5.0バトラーとフォックスの火花を散らす演技と、先の読めない謎めいた報復劇に魅了されました。

2011年1月14日
PCから投稿
鑑賞方法:映画館

 最近見た作品では、一番の傑作でした。
 まずは、バトラーとフォックスのお互いの「正義」が相克する、火花を散らすかのようなシリアスな演技に魅入られました。特にバトラーの妻子を殺されたばかりか、ジョークとしか思え得ない司法取引で主犯を減刑してしまう主人公のクラウドの怒りの演技たるや、凄まじいのひと言。単なる怒りだけでなく、いろんな感情が入り交じったクラウドの思いを見事に表現していて、その演じ方に感動しました。最近のバトラーは、色男やアクションスターに思われがちですが、まだイギリスローカルで活躍していた頃の作品『Dr.フランク』を見たときの演技に感心したものです。性格俳優としても第一級のものを持っている俳優だと贔屓にしております。
 あの演技があるからこそ、クラウドが直接の犯人への報復だけでなく、裁判に関わったもの全員を次々処刑していく、『完全なる報復』へ突き進んでいったことへの説得力が生まれたといって、過言ではありません。

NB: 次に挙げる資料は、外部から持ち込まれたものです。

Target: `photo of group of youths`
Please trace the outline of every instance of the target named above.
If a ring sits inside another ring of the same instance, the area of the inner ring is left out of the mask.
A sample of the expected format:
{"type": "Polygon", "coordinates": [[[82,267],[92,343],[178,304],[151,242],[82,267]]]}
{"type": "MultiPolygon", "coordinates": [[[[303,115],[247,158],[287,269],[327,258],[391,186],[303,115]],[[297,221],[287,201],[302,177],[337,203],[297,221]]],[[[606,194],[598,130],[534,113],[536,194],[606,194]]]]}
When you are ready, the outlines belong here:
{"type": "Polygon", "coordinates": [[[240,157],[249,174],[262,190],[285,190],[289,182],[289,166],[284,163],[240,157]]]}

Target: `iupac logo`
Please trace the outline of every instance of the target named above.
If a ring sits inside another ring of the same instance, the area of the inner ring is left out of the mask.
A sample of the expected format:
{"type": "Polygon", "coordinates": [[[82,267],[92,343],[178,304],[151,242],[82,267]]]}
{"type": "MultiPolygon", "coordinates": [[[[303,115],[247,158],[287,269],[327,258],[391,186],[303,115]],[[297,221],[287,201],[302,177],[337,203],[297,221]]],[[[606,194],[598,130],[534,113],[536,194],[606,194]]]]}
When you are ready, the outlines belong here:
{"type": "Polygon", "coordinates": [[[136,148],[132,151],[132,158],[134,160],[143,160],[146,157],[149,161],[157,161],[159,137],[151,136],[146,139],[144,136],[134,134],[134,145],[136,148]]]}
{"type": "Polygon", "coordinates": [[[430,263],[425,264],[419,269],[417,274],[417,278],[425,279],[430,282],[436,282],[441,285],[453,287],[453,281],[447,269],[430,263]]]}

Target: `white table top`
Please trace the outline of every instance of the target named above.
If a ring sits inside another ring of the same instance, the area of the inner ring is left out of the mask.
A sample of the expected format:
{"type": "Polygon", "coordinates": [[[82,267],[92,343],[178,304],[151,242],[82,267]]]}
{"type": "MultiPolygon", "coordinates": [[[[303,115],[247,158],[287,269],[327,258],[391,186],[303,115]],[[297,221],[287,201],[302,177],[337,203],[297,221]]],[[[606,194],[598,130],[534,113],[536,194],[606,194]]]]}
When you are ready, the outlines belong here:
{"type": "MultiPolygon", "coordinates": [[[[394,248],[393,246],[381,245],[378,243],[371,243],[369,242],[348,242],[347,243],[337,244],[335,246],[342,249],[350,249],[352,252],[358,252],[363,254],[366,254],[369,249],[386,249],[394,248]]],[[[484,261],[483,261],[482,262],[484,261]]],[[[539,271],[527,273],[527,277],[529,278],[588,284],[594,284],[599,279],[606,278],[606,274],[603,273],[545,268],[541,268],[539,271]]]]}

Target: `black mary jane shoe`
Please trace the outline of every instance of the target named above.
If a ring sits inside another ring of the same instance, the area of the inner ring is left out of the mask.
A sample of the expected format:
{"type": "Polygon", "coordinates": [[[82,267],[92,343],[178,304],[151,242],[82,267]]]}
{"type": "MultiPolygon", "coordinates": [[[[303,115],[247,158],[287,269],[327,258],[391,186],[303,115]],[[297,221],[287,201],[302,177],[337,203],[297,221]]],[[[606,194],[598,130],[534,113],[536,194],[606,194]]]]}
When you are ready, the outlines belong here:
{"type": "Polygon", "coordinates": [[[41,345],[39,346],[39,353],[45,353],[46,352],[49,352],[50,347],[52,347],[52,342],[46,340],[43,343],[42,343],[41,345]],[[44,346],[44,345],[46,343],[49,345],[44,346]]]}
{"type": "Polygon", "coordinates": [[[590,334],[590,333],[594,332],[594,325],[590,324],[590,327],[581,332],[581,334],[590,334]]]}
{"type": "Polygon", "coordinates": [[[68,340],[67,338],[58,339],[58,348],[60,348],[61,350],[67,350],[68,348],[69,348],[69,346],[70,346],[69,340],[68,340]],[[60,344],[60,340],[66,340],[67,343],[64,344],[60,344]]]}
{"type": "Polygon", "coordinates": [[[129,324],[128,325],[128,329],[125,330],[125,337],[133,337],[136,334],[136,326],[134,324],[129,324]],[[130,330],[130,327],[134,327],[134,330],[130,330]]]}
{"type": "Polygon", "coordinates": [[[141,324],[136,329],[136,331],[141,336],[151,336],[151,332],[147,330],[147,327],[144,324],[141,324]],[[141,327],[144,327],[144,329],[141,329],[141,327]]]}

 次に、先の見えない報復方法が、これまた前代未聞、予測不可能な展開です。例えば「プリズンブレイク」のマイケルだって、クラウド同様に自ら刑務所に飛び込むわけですが、それは死刑囚となった兄を救出するためであって、誰かに報復するためにわざわざ自由が奪われる刑務所に収監されるようなことは、しないでしょう。
 ところがクラウドは独房に監禁されながらも、次々家族を殺した犯人を減刑してしまった裁判当時に関わった弁護士や裁判官を殺していくのです。
 担当検事ニックは、共犯者が外部にいるものと確信して、割り出しに躍起になりますが、一向に共犯者の線が上がってきません。
 僅かな手かがりから、復讐のからくりがネタバレされたとき、ニックだけでなく、見ている小地蔵もドキモを抜かれました。ここまでやるかぁ~という驚愕の仕掛けだったのです。
 一つヒントをいうと、クラウドは遠隔殺人のスペシャリストだったのです。顧客は諜報機関。一流のスパイが暗殺を諦めた事例でも、穴蔵に籠もった相手を仕留めるのに、様々な仕掛けを遠隔操作して、確実に仕留めるスペシャリストでした。本作でも、その一端が紹介されます。

 そして、さりげなくアメリカの司法制度の問題点を告発する作品でした。それは、検事が有罪率を上げるために、安易な司法取引に応じてしまっていること。ニックに至っては96%という異常な高率でした。ニックは本件でも確実有罪を勝ち取るために、独断で実際にクラウドの妻子に手をかけたダービーに司法取引を持ちかけて、共犯者のエイムスに不利な証言をさせて、死刑に追い込みます。
 証言の見返りとして、ダービーはなんと僅か3年で刑期を終えてしまうのです。実際にダービーが妻子を殺すところを見ていたクラウドは納得できません。そりゃあそうでしょう。
 クラウドが食い下がっても、物的証拠がないとニックに突き放されて、裁判はダービーの狙い通りの判決で終わってしまいます。
 まるっきり反省のないダービーが、居並ぶマスコミの前で、ニックに握手を求めたとき苦虫を噛み潰したような表情をニックが浮かべるのが印象的でした。
 10年後、クラウドの復讐が始まったとき、次々に物的証拠のない犯行を繰り返し、自白をニックは求めます。それに対してクラウドは、独房でのふかふかのベッドや豪華なディナーなど、刑務所ではあり得ないような特別待遇を求めるのです。
 それは10年前にニックが行った安易な司法取引を深く考え直させるクラウドの「復讐」だったのです。
 『24』シリーズでお馴染みの司法取引ですが、本作を見終わって、検察の成績アップに安直に使われてしまうのは、問題があるなと思いました。

 ところで基本は報復劇だけに、結構スプラッターな血しぶきがまうシーンがあるので、弱い方は気をつけられたほうがいいです。
 クラウドがダービーを拉致して、五体を切り刻むところでは、『ソウ』シリーズみたいにそのものズバリはなかったものの、その一歩手前のところまでは、凄惨なシーンが続きます。画像表現は、残酷シーンが押さえられていますが、台詞はかなり過激でした。

 ニックvsクラウドの戦いは、最後のニックの機転が見物です。最後の最後まで目が離せません。ドラマの結末は是非劇場で目撃して下さい。